Abstract

Protection against paralytic poliomyelitis is provided mainly by antibody mediated host defense. Despite intensive oral polio vaccine (OPV) immunization campaigns wild poliovirus transmission could not be stopped in Uttar Pradesh (UP) and Bihar states of India by the end of 2010. The objective of our study was to quantitate serum IgG and IgA in children of western UP, India, to determine the prevalence of antibody immunodeficiency. A cross-sectional survey for IgG and IgA concentrations in serum samples from healthy children and children with acute flaccid paralysis (AFP), up to the age of 5 years, was performed using sandwich ELISA. The overall mean IgG concentration for 1882 children of western UP, India, was 10.57 ± 4.53 (SD) g/L and mean IgA concentration for 979 children was 1.2 ± 0.818 g/L. Two 7-month-old female children had IgG levels below 2 g/L and there was an absence of neutralizing polio antibodies.
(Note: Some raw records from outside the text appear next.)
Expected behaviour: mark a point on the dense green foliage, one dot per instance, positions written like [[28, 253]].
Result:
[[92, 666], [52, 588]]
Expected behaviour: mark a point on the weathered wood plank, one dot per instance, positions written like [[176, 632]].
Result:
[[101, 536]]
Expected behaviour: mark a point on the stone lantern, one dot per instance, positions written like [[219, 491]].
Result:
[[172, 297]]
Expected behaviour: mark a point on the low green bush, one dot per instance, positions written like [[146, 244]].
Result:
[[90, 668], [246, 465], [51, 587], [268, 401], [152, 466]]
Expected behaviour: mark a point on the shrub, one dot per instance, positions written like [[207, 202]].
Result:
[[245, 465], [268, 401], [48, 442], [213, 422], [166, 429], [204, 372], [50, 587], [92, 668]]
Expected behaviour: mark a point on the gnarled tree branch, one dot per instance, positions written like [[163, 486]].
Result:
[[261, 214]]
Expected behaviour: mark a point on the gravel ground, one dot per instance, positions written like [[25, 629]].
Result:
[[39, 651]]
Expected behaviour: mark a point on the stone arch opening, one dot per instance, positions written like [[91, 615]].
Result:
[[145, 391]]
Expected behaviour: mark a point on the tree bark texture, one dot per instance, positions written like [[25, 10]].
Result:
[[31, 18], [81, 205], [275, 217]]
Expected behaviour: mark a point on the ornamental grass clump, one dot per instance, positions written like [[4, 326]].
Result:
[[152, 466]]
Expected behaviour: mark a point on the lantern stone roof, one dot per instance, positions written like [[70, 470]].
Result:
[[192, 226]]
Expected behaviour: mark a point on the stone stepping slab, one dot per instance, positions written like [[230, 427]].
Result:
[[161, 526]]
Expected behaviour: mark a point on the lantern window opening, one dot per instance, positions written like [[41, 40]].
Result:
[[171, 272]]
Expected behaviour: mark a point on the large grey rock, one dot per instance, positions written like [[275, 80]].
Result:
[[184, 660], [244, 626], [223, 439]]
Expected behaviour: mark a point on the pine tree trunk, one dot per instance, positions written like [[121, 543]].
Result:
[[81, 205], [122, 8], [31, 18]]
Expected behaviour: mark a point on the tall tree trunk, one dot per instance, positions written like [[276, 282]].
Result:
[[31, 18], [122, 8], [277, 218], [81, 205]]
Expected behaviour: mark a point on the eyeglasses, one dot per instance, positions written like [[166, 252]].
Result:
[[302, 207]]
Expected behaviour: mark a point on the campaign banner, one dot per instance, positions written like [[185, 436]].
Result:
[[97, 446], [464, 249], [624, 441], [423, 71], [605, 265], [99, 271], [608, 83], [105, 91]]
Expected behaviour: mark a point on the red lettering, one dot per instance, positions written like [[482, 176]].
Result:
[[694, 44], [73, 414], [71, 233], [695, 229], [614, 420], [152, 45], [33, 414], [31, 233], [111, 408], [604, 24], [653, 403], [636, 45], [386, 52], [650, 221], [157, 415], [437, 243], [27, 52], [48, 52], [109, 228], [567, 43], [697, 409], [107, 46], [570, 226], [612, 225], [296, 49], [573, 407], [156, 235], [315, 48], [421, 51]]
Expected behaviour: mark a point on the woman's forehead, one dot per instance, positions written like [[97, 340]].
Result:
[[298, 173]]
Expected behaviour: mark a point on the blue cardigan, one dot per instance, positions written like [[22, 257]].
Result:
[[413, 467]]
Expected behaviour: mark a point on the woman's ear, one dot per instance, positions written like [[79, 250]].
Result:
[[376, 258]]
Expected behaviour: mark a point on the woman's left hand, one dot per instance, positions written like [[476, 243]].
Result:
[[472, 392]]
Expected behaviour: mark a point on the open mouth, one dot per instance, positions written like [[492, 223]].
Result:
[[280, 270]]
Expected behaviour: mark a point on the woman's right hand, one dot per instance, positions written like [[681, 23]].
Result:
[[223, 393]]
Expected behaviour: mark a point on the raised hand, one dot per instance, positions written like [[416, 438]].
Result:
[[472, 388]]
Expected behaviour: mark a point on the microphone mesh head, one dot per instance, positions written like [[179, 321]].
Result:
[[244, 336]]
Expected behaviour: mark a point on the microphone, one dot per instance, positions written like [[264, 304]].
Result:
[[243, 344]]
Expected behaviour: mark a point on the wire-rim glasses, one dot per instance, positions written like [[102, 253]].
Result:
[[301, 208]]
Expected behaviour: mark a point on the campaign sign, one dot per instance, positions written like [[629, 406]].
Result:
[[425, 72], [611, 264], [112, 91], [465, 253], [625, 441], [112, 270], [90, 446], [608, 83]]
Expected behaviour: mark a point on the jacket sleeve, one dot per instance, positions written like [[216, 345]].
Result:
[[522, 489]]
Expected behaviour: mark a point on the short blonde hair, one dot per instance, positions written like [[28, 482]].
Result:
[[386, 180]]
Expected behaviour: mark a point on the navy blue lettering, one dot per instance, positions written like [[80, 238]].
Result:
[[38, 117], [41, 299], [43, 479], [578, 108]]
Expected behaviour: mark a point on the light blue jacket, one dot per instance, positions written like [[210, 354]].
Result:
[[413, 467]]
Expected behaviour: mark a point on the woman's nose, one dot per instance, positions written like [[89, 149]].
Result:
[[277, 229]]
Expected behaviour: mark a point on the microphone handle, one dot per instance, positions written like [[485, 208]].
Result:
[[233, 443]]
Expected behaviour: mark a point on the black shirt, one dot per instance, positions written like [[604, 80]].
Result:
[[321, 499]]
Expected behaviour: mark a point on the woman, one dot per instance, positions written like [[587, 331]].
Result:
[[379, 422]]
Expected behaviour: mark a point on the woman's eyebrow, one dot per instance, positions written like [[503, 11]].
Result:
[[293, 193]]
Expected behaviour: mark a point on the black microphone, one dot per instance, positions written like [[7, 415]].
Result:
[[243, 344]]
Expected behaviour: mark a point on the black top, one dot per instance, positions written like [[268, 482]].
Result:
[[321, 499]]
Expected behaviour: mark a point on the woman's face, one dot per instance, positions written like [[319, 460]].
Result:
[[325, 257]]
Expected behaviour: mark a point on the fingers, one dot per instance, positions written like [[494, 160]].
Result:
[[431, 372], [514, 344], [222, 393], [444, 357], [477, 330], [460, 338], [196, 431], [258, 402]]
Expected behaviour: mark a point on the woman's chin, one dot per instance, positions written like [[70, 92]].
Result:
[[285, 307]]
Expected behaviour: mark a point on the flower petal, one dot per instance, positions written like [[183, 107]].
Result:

The mean serum IgG level of children with AFP (n=979) was lower than levels observed in healthy children (n=903). The proportion of children with IgG levels below 2 g/L and IgA levels below 0.07 g/L was 0.7% in both healthy children and AFP cases. There was no abnormal prevalence of immunodeficiency in children in western UP which could have delayed achieving the eradication of polio in the state. The immunoglobulin levels reported here may be used as age-specific normal values for Indian children.